Четыре с лишним года (Рябов) - страница 27

Да, а интересно было бы попасть мне в Горький в моих обносках. Вероятно, Лёгочка и Игорь ходили там в военном обмундировании и на них приятно было смотреть. А я только ночью смог бы пройти по городу. Моя шинелька – она мне всё: и одеяло – расстегнув хлястик, я завёртываюсь в неё весь с головой и ногами, – и подушка. Я вытираю об неё и лицо, и руки, режу на ней хлеб и селёдку, вытираю ею ложку и котелок. Она подпалена, пробита осколками мин и пола её прожжена зимой на костре. Сапоги в вечной непросыхающей грязи. И вот так бы попасть на Свердловку.

31.07.42

Занятный день! Когда нет войны, когда кругом тихо, переживания бывают более выпуклы. Вот двадцать дней очень тяжёлых боёв прошли, как все прежние дни войны, а сегодняшний день, вероятно, навсегда останется в памяти. Была гроза, дождь загнал меня в деревушку. Жителей, конечно, нет, их давно всех эвакуировали из этих страшных мест, только в некоторых полуразбитых домах живут наши. В одном из таких домишек с выбитыми ставнями я встретил полкового гармониста. Лил дождь, он играл мне грустные мелодии, я закурил, снял ремень, пилотку, так как после бега очень вспотел. Он заиграл «Синий платочек», и я вспомнил наши пластинки (крутите ли вы их?). Дождь стал утихать, и в середине этой песенки вдруг слышу свист, шум, и первый снаряд разрывается под окном. Я падаю на пол, в ушах звон, на голову летят доски, земля с разбитого потолка, а снаряды рвутся один за другим. Гармониста как ветром сдуло. Я бросаюсь в дверь – открытая со всех сторон площадка, снова доски летят, – спасаясь от осколков, ложусь на пол, затем залезаю под крыльцо, но что такое гнилое крыльцо, а снаряды продолжают со свистом лететь. Я не знаю, куда деться, бегу в сарай – соломенная полураскрытая крыша; новый разрыв снаряда укладывает меня на навоз, где я и лежал какое-то время. Налёт закончился, и всё стихло.
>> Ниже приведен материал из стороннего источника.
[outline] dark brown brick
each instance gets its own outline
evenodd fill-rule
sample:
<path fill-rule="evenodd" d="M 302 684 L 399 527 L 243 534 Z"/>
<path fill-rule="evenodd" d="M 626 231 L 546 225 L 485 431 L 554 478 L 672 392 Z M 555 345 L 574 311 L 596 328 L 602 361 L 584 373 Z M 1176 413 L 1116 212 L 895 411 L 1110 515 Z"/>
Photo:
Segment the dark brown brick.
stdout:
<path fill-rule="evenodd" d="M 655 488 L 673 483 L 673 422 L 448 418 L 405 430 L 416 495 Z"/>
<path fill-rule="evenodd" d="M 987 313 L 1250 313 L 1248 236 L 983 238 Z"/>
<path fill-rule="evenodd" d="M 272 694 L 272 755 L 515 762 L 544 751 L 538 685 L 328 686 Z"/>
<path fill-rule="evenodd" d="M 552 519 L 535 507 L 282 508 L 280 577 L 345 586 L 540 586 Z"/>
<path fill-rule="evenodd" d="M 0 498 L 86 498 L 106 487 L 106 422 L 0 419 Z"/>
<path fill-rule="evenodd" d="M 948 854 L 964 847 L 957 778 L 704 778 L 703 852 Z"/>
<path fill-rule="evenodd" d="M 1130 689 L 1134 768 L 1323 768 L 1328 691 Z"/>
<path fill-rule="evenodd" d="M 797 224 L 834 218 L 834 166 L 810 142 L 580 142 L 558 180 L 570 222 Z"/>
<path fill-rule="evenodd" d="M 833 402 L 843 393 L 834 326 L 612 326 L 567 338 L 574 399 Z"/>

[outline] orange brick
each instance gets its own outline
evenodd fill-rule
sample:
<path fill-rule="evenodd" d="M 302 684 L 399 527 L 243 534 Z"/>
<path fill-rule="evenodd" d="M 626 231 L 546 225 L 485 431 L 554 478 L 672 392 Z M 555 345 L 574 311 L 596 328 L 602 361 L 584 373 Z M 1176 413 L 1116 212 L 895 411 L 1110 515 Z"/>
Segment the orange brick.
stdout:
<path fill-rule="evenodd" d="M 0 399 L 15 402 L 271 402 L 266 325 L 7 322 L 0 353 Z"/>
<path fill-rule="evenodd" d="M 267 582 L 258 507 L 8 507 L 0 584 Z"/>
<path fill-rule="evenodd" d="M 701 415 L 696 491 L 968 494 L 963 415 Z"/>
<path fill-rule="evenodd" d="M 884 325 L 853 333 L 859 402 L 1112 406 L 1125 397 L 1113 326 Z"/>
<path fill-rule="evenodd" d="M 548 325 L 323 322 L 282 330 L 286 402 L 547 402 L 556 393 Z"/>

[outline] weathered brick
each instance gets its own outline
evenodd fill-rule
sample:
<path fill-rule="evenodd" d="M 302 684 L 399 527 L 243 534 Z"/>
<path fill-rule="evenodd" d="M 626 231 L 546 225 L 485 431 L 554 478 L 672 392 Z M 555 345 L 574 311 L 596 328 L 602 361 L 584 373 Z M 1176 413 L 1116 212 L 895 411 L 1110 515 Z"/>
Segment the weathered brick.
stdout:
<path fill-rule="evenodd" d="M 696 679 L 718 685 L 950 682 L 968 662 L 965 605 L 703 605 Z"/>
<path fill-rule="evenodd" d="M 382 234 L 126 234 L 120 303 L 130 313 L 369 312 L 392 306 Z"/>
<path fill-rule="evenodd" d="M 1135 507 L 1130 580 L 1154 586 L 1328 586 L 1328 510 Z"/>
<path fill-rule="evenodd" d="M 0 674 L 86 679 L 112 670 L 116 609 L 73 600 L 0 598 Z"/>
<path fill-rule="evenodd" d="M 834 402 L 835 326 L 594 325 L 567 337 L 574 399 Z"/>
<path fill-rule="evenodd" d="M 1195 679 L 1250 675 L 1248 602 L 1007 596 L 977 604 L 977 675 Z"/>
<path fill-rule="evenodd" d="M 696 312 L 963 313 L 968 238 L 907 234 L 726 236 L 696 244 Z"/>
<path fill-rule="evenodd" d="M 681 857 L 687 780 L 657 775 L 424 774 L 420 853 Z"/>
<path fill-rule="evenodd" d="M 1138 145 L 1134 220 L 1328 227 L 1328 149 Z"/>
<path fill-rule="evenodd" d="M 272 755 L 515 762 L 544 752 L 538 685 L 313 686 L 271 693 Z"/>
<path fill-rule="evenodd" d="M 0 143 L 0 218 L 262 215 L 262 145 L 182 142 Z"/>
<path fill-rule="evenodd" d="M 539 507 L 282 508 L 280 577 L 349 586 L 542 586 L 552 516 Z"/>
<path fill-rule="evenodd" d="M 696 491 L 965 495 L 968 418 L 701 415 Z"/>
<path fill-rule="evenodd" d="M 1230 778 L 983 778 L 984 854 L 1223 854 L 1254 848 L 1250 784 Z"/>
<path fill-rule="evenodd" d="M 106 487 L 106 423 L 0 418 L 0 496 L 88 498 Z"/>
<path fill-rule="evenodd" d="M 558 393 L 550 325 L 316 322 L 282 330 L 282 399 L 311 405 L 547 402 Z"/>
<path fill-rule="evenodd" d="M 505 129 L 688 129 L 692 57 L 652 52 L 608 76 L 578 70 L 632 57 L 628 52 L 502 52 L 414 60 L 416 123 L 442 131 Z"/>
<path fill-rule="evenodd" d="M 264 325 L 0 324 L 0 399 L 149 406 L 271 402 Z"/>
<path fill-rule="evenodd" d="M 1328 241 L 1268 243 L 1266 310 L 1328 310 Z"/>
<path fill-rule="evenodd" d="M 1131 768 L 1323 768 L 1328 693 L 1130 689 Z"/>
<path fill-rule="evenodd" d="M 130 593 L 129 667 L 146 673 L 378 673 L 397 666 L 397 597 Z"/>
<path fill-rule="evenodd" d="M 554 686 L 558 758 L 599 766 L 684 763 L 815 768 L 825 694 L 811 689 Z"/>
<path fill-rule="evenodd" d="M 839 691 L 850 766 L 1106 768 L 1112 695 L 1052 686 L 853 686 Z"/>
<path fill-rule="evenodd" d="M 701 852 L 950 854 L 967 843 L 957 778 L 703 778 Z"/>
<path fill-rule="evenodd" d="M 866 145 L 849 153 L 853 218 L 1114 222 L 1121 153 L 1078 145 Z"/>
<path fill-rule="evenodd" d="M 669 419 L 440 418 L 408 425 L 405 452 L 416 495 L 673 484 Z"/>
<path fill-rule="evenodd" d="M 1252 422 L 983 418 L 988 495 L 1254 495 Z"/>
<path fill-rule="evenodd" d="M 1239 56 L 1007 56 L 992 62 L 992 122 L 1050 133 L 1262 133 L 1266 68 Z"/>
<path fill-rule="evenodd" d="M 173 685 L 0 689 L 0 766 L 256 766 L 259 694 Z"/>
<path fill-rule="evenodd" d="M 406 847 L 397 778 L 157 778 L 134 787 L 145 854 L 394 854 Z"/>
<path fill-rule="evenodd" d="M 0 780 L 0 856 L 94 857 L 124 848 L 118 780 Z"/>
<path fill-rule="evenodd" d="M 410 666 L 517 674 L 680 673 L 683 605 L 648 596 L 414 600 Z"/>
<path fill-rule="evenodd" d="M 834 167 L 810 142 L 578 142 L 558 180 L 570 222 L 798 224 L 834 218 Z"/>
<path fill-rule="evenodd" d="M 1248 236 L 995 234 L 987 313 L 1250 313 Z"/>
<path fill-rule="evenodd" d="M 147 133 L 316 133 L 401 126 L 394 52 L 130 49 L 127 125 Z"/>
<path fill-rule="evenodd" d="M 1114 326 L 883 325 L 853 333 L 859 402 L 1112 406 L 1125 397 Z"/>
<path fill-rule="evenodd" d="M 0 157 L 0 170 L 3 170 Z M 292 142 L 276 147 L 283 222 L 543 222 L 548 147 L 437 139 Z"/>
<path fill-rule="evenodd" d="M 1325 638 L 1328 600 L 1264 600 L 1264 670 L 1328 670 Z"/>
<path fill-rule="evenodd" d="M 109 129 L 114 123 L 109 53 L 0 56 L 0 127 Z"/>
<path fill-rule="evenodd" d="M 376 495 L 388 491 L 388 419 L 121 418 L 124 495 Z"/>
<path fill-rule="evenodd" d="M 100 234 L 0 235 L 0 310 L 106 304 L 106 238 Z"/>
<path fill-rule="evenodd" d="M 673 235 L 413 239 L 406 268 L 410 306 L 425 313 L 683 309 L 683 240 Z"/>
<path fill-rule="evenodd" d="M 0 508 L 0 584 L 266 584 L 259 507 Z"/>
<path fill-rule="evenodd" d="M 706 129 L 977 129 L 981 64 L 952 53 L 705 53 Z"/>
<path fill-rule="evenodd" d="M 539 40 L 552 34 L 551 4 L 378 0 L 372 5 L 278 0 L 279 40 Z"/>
Дождь перестал, на улице, наряду с приятным запахом после грозы, пахло пороховым дымом, который стлался вдаль сизой дымкой. Вылезали из-под домов люди, несли в санчасть раненых, во дворе в предсмертных судорогах билась лошадь – осколок распорол ей живот, и все кишки вывалились наружу. Из-за уходящих рваных облаков выглянуло весёлое солнышко: я вбежал в дом, взял ремень, пилотку – и мигом из села. Через несколько минут я уже шёл вдоль ржаного поля, под ногами текла быстрая речка, в небе после грозы пели десятки жаворонков. Кругом было всё так обычно для тёплого июльского дня. Только сзади, в деревушке, остались суетящиеся, немного побледневшие люди. А война здесь вообще-то окончилась, и мы находимся в относительно спокойном месте. И вот, когда я шёл по полю, со звоном в ушах, мне стало неприятно от только что пережитого и очень не хотелось, чтобы это повторилось.